La situation au sein de la Société nationale d’électricité (SNEL) continue d’alimenter les inquiétudes. Au centre des critiques : le président du conseil d’administration, Luc Badibanga, dont la gestion fait l’objet de dénonciations persistantes, notamment à la suite d’investigations du magazine Le Tonnerre.
Selon ces informations, appuyées par plusieurs témoignages de proches et connaissances, le PCA est décrit comme une personnalité conflictuelle, orgueilleuse et autoritaire. Il lui est reproché de vouloir imposer systématiquement ses décisions, exigeant que tout fonctionne selon sa volonté, au mépris du fonctionnement normal d’une entreprise publique.
Toujours d’après ces sources, cette posture serait renforcée par un sentiment d’intouchabilité. Luc Badibanga se présenterait comme proche du président de la République, Félix Tshisekedi, allant jusqu’à affirmer être lié à la « famille présidentielle ». Des propos qui, s’ils sont avérés, soulèvent de sérieuses préoccupations quant à de possibles pratiques de trafic d’influence et à une instrumentalisation des institutions.

Les révélations évoquent également une volonté du PCA de se positionner au centre de toutes les décisions de la SNEL, cherchant à tout contrôler, y compris la gestion quotidienne. Une attitude en contradiction avec les règles de gouvernance, où le conseil d’administration fixe les orientations stratégiques tandis que la direction générale assure l’exécution.
Dans ce contexte, des accusations font état de tentatives de manipulation du ministère du Portefeuille, ainsi que d’interférences répétées dans le travail de la direction générale actuelle, dirigée par l’ingénieur Teddy Lwamba. Ces agissements seraient perçus comme des obstacles majeurs à la mise en œuvre des projets de l’entreprise.

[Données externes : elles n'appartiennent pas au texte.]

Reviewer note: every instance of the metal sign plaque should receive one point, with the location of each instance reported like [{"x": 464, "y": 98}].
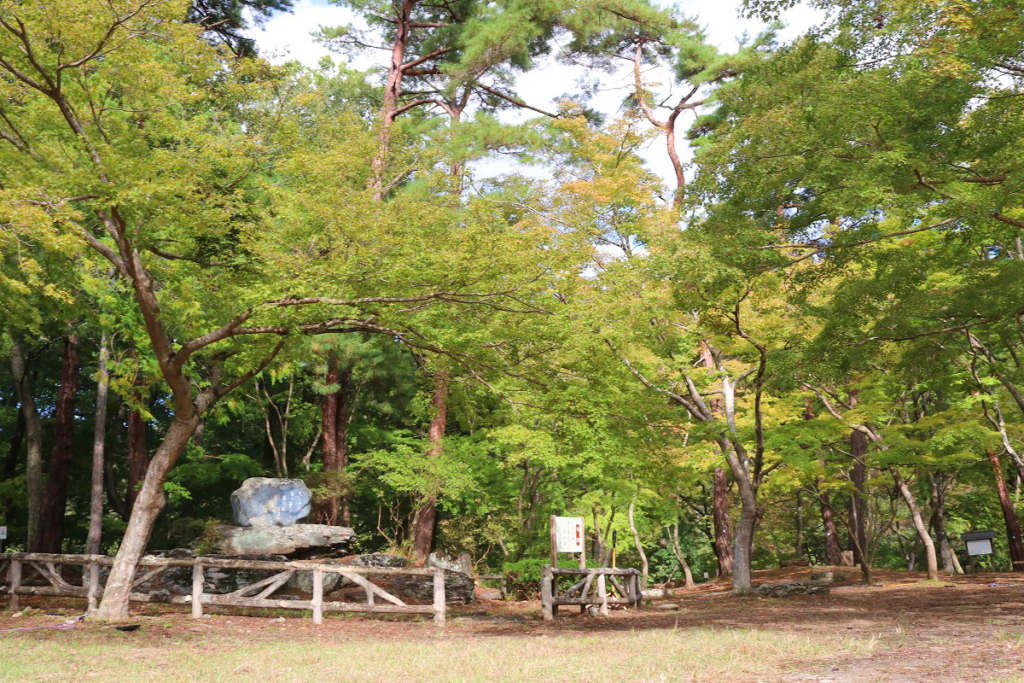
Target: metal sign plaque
[{"x": 568, "y": 535}]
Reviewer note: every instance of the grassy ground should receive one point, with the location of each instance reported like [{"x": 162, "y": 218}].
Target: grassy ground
[
  {"x": 901, "y": 630},
  {"x": 701, "y": 654}
]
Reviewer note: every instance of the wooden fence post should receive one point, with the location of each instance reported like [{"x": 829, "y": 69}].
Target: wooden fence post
[
  {"x": 14, "y": 574},
  {"x": 547, "y": 599},
  {"x": 92, "y": 593},
  {"x": 317, "y": 601},
  {"x": 440, "y": 602},
  {"x": 198, "y": 580}
]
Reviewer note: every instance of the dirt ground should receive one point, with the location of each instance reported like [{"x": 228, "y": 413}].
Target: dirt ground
[{"x": 964, "y": 629}]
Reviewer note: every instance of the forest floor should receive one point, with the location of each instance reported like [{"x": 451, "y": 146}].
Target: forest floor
[{"x": 902, "y": 629}]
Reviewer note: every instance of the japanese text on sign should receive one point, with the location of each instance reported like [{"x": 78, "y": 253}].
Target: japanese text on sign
[{"x": 568, "y": 535}]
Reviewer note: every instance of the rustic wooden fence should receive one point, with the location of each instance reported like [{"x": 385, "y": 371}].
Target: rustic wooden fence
[
  {"x": 624, "y": 582},
  {"x": 256, "y": 594}
]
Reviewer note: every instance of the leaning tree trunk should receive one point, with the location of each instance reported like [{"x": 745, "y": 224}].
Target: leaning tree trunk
[
  {"x": 1009, "y": 514},
  {"x": 426, "y": 516},
  {"x": 639, "y": 547},
  {"x": 138, "y": 459},
  {"x": 720, "y": 516},
  {"x": 34, "y": 437},
  {"x": 98, "y": 446},
  {"x": 55, "y": 500},
  {"x": 919, "y": 524},
  {"x": 148, "y": 503}
]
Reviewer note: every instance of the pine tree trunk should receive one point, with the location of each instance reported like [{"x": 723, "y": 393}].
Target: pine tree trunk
[
  {"x": 834, "y": 554},
  {"x": 148, "y": 503},
  {"x": 639, "y": 547},
  {"x": 98, "y": 449},
  {"x": 34, "y": 435},
  {"x": 426, "y": 516},
  {"x": 720, "y": 515},
  {"x": 335, "y": 411},
  {"x": 800, "y": 525},
  {"x": 392, "y": 91},
  {"x": 743, "y": 543},
  {"x": 14, "y": 450},
  {"x": 919, "y": 524},
  {"x": 939, "y": 524},
  {"x": 138, "y": 459},
  {"x": 858, "y": 475},
  {"x": 55, "y": 499},
  {"x": 1009, "y": 514}
]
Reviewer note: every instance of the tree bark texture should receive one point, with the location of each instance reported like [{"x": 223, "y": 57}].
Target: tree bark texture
[
  {"x": 55, "y": 498},
  {"x": 639, "y": 547},
  {"x": 426, "y": 516},
  {"x": 98, "y": 449},
  {"x": 919, "y": 524},
  {"x": 34, "y": 437},
  {"x": 858, "y": 475},
  {"x": 1009, "y": 514},
  {"x": 834, "y": 556},
  {"x": 335, "y": 412},
  {"x": 392, "y": 91},
  {"x": 939, "y": 524},
  {"x": 138, "y": 460},
  {"x": 720, "y": 515}
]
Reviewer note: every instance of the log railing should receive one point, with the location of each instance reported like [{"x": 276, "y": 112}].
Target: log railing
[
  {"x": 624, "y": 582},
  {"x": 256, "y": 594}
]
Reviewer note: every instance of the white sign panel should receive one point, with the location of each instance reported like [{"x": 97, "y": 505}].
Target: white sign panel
[
  {"x": 982, "y": 547},
  {"x": 568, "y": 535}
]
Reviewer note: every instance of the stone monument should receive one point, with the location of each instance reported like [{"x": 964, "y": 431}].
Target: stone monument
[{"x": 266, "y": 513}]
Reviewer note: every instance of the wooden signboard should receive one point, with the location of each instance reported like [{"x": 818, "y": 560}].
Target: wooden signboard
[{"x": 567, "y": 536}]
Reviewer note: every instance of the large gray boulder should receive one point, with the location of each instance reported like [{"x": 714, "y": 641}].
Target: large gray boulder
[
  {"x": 269, "y": 502},
  {"x": 295, "y": 542}
]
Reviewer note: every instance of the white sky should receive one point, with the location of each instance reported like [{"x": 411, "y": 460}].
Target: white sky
[{"x": 289, "y": 36}]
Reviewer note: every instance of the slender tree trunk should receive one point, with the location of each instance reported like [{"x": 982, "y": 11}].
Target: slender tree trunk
[
  {"x": 678, "y": 551},
  {"x": 14, "y": 450},
  {"x": 639, "y": 547},
  {"x": 98, "y": 447},
  {"x": 34, "y": 434},
  {"x": 834, "y": 555},
  {"x": 55, "y": 499},
  {"x": 148, "y": 503},
  {"x": 939, "y": 523},
  {"x": 800, "y": 525},
  {"x": 423, "y": 521},
  {"x": 858, "y": 475},
  {"x": 114, "y": 498},
  {"x": 335, "y": 412},
  {"x": 919, "y": 524},
  {"x": 720, "y": 515},
  {"x": 743, "y": 543},
  {"x": 392, "y": 91},
  {"x": 138, "y": 459},
  {"x": 1009, "y": 514}
]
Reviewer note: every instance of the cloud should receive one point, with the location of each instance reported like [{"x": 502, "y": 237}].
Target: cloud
[{"x": 290, "y": 36}]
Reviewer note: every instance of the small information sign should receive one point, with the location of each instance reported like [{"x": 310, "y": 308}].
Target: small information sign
[{"x": 568, "y": 535}]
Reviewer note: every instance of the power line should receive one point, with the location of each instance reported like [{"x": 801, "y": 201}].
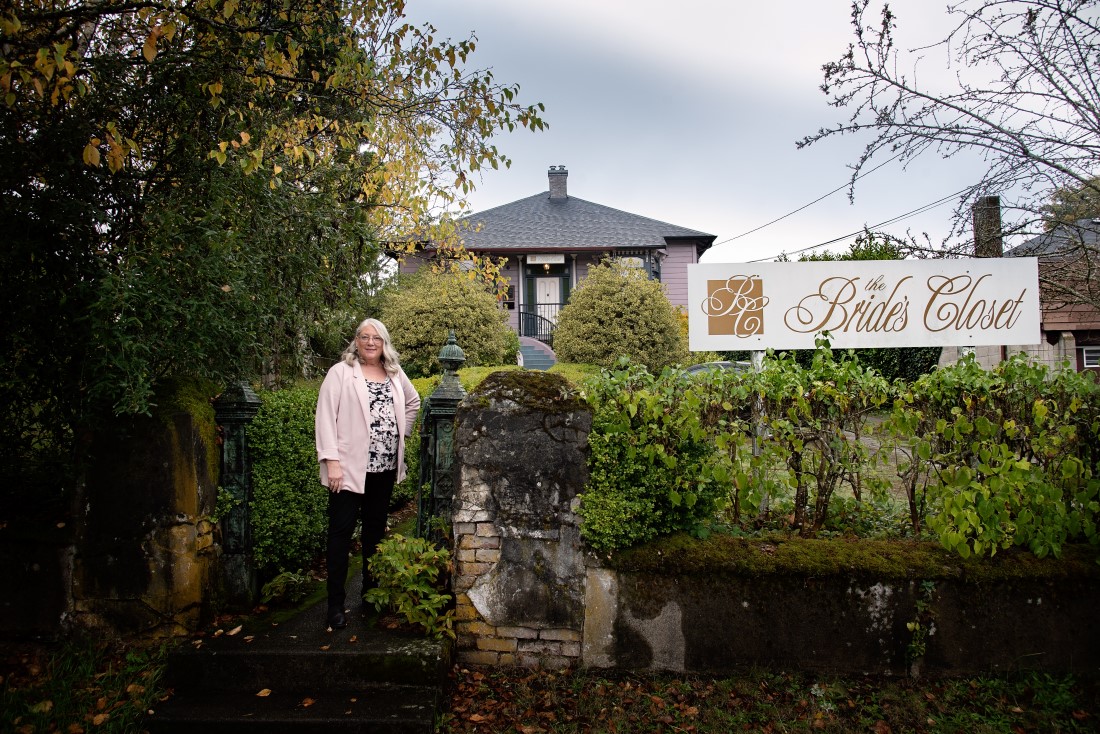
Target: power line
[
  {"x": 919, "y": 210},
  {"x": 806, "y": 206}
]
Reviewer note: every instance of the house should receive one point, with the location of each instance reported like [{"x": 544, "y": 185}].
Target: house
[
  {"x": 551, "y": 239},
  {"x": 1068, "y": 258}
]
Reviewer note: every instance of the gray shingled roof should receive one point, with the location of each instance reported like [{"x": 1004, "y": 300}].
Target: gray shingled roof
[
  {"x": 539, "y": 223},
  {"x": 1064, "y": 239}
]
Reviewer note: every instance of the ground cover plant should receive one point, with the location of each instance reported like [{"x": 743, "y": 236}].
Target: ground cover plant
[
  {"x": 81, "y": 685},
  {"x": 568, "y": 702}
]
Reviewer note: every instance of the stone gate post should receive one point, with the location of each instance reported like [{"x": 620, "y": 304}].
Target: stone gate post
[{"x": 520, "y": 456}]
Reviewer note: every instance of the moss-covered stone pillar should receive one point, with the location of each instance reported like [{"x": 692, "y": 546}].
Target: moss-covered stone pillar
[
  {"x": 520, "y": 456},
  {"x": 145, "y": 558}
]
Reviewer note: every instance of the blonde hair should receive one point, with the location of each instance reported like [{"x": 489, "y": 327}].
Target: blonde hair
[{"x": 391, "y": 361}]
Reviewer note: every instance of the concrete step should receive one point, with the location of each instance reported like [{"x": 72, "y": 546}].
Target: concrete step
[
  {"x": 389, "y": 709},
  {"x": 363, "y": 678},
  {"x": 537, "y": 357},
  {"x": 364, "y": 663}
]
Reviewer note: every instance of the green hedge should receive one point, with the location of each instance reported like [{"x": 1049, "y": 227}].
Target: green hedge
[
  {"x": 979, "y": 459},
  {"x": 288, "y": 502}
]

Ce schéma ne serait pas inédit. Déjà sous la direction précédente, des tensions similaires avaient été signalées, avec des tentatives d’imposition de décisions et des blocages internes. Aujourd’hui encore, ces pratiques semblent se poursuivre, empêchant la SNEL d’avancer efficacement et donnant l’image d’une entreprise freinée dans son élan.
Pour de nombreux observateurs, cette situation illustre une confusion persistante des rôles et une gouvernance fragilisée par des ambitions personnelles. La SNEL, pilier du développement énergétique de la RDC, ne peut se permettre d’être paralysée par des luttes d’influence internes.
Face à ces accusations, l’urgence d’un rappel strict des règles de gouvernance, du respect de la hiérarchie et de l’intérêt général apparaît plus que jamais essentielle pour sortir la SNEL de cette zone de turbulences.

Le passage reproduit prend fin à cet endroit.